Dabney Coleman
Dabney Coleman was born in Austin, Texas, United States on January 3rd, 1932 and is the TV Actor. At the age of 92, Dabney Coleman biography, profession, age, height, weight, eye color, hair color, build, measurements, education, career, dating/affair, family, news updates, movies, TV shows, and networth are available.
At 92 years old, Dabney Coleman has this physical status:
Dabney Wharton Coleman (born January 3, 1932) is an American actor. Coleman's best known films include The Towering Inferno (1974), Tootsie (1982), Recess: School's Out (1990), Chapman (1989), The Birmingham Bull (1996), You'll Be Home (2001), and The Commodore's (2004).
He has received one Primetime Emmy Award out of six nominations and one Golden Globe Award from three nominees.
Career
Coleman is a character actor with appearances in more than 60 films and television shows to his credit. He worked with Sanford Meisner at the Neighborhood Playhouse School of the Theatre in New York City from 1958 to 1960.
In his time, he included a chief of the United States Olympic skiing team in the 1969 Downhill Racerference, a high-ranking fire chief in The Towering Inferno (1974), and a wealthy Westerner in Bite the Bullet (1975). In Attack on Terror: The FBI vs. the Ku Klux Klan (1975) he portrayed an FBI agent.
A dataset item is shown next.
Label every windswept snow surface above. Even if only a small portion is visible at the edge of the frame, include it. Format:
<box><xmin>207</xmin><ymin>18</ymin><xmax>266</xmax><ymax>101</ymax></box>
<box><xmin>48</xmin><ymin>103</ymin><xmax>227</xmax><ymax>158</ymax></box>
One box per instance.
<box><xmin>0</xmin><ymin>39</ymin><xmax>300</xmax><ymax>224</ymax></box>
He landed Franklin Hart, Jr., a sexist boss on whom three female office workers retaliate in the 1980 film 9 to 5. Coleman was introduced in the role with whom he is most identified, and he has often appeared in this film as a comic relief villain. In Tootsie (1982), Coleman portrayed the arrogant, sexist, soap opera director from 9 to 5. He deviated from this style in other film roles. He appeared in On Golden Pond (1981), portraying Chelsea Thayer Wayne's sympathetic fiancé (Jane Fonda). He served as a military computer scientist in WarGames (1983), and in 1984, he appeared in Cloak & Dagger as both a loving, but also occupied father, as well as his son's imaginary hero. In the 1990 film Short Time, he portrayed an elderly cop who claims he is terminally ill.
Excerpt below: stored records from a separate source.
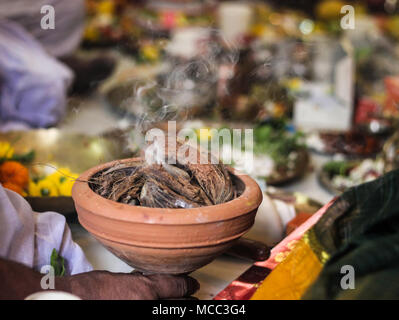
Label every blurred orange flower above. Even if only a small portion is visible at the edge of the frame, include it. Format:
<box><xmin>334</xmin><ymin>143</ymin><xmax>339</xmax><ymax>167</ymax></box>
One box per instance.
<box><xmin>0</xmin><ymin>161</ymin><xmax>29</xmax><ymax>194</ymax></box>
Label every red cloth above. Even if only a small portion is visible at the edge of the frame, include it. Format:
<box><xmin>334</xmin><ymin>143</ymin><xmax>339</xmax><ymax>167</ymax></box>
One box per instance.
<box><xmin>285</xmin><ymin>212</ymin><xmax>312</xmax><ymax>236</ymax></box>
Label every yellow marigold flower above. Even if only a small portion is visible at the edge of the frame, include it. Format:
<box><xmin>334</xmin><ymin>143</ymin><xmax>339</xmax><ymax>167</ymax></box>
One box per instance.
<box><xmin>28</xmin><ymin>181</ymin><xmax>41</xmax><ymax>197</ymax></box>
<box><xmin>46</xmin><ymin>168</ymin><xmax>73</xmax><ymax>186</ymax></box>
<box><xmin>37</xmin><ymin>178</ymin><xmax>59</xmax><ymax>197</ymax></box>
<box><xmin>0</xmin><ymin>141</ymin><xmax>14</xmax><ymax>159</ymax></box>
<box><xmin>140</xmin><ymin>45</ymin><xmax>159</xmax><ymax>61</ymax></box>
<box><xmin>316</xmin><ymin>0</ymin><xmax>345</xmax><ymax>20</ymax></box>
<box><xmin>97</xmin><ymin>0</ymin><xmax>115</xmax><ymax>14</ymax></box>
Coleman has incarnated in roles in serious drama and comedies over the years, the latter of which often depicts him as a recreation of his 9-to-five character. In the critically acclaimed, yet short-lived, television comedy Buffalo Bill, Coleman received his first Emmy nomination for his lead role as a creative, but self-centered TV host. He was given an Emmy Award in 1987 for his role in the television film Sworn to Silence. Coleman appeared in The Muppets Take Manhattan (1984), a lisping Hugh Hefner-ish magazine mogul in Bobcat Goldthwait's 1988 talking-horse comedy Hot to Trot (1987), and befuddled banker Milburn Drysdale in the documentary film The Beverly Hillbillies (1993), the last of which reunited him with 9 to 5 co-stars Lily Tomlin and Dolly Parton. Coleman co-starring Martin Short, continuing his string of comedic foils. In Clifford (1994), Coleman played Charles Grodin's sleazy boss, Gerald Ellis.
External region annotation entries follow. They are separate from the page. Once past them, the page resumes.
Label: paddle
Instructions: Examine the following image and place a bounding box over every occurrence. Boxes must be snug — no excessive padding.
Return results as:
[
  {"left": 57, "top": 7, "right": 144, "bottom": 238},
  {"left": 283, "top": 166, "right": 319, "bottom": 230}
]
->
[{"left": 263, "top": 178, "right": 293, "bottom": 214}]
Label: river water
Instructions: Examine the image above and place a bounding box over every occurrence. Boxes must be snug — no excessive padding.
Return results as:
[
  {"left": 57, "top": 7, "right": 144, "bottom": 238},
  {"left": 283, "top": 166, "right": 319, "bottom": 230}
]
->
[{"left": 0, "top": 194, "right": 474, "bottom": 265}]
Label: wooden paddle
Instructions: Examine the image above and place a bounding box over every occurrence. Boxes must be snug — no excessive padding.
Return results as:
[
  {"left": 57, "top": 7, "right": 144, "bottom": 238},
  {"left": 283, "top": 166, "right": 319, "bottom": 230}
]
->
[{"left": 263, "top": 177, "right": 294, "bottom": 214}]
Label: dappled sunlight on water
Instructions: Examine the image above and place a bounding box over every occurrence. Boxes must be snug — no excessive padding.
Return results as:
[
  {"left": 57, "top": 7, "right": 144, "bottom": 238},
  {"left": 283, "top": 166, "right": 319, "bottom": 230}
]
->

Coleman appeared on the animated film Recess from 1997 to 2001. In You've Got Mail (1998), he appeared as a philandering father. In 2005's Domino, Coleman appeared as a casino owner. Burton Fallin, a character in the television series The Guardian (2001–2004), received acclaim. Coleman appeared on HBO's Boardwalk Empire for two seasons, from 2010 to 2011. His most recent appearances included a small part in Warren Beatty's Howard Hughes comedy Rules Don't Apply in 2016 and a guest appearance in Yellowstone's dying father.
Coleman was named on the Hollywood Walk of Fame on November 6, 2014.